Monday, Feb. 17, 1947
Congress1 Week
Speaker Joe Martin thought things were shaping up nicely. He had just seen his brood of House Republicans drop their squabbles, and obediently line up to be counted for a rock-solid party vote. The issue was the constitutional amendment to limit a President to two terms. Not a Republican wavered as Democratic whip John McCormack wailed: "It will make the Constitution rigid. It ties the hands of future generations." Of the 238 Republicans present, 238 voted right. With 47 Democrats joining them, the vote was 15 more than needed for a two-thirds majority. Joe was pleased.
He needed some reassurance. All week long the Democrats had been snickering as Republicans lambasted each other over the 20% income-tax cut promised by bullheaded Harold Knutson during the campaign. Knutson had tried to bulldoze his Ways and Means Committee into endorsing his bill, only to have Michigan's Albert Engel rebel. Engel's plan: double exemptions to help the low-income group. The fracas had ruffled the G.O.P. leadership itself when Illinois' Leo Allen, Chairman of the Rules Committee, threw in a plan of his own. Allen would give the little taxpayer a 20% cut, the big fellow less. Laughing fit to bust, Tennessee's Albert Gore gloated: "The Republicans are stuck in the mud of confusion and hanging on the hook of irresponsible promises."

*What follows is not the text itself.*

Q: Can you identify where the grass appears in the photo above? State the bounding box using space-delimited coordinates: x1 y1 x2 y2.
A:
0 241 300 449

Only Child. In the committee rooms, things were humming. Presidential Candidate Harold Stassen appeared before Senator Robert A. Taft's Labor Committee to speak his piece on labor legislation. While his onetime protege Joe Ball glowered at him across the table, Stassen declared that the closed-shop ban and other anti-labor provisions of Ball's four labor bills would give so much "excess power" to capital that labor would be back to the bedrock days of the 19203, and the U.S. economy with it. Stassen's key suggestion: a strike should be called only if authorized by a secret ballot taken after all negotiations had failed. Snapped Ohio's Taft:-"I see no objection to it, but as a solution of the labor problem, I think it is trivial."
The Senate Banking and Currency Committee's hearings on rent control were brightened by Mrs. Frank Morris, a well-dressed, belligerent landlady of Dallas who wanted all controls taken off. Said she: "I am fighting for freedom for enterprise. I am fighting for my children [one daughter, three grandchildren] and for their future." Asked Chairman Charles Tobey dryly: "Oh, tell me, pretty maiden, are there any more at home like you?" Mrs. Morris: "I am an only child."
Ninety-five Ships. There was much flexing of muscles as the GOPsters snuffled under every stone that might conceal Democratic skulduggery. Maine's Owen Brewster gnashed his teeth at a report that Government agencies were destroying their records before his War Investigating Committee could get its hands on them.
The House Merchant Marine and Fisheries Committee turned up a juicy bit. Russia, it found, had refused to return, or pay for, the 95 ships lent to her during the war, despite repeated requests from the State Department. Roaring mad, the committee threatened to subpoena Secretary of State Marshall to explain.
The President fared little better than his agencies. His request for an extension of some war powers for "a national emergency that we do not now foresee" made G.O.P. hackles rise. What controls were needed, said Senator Taft acidly, would not be granted in generalized powers, but in individual specific bills.
But the President tossed Congress one stinger. He renewed his 1945 request for legislation making the Speaker of the House, after the Vice President, next in line for the presidency. If Truman should die in office, that would make Speaker Joe Martin President. From the Senate, where there are as many presidential hopefuls as there are Republicans, there came not a word.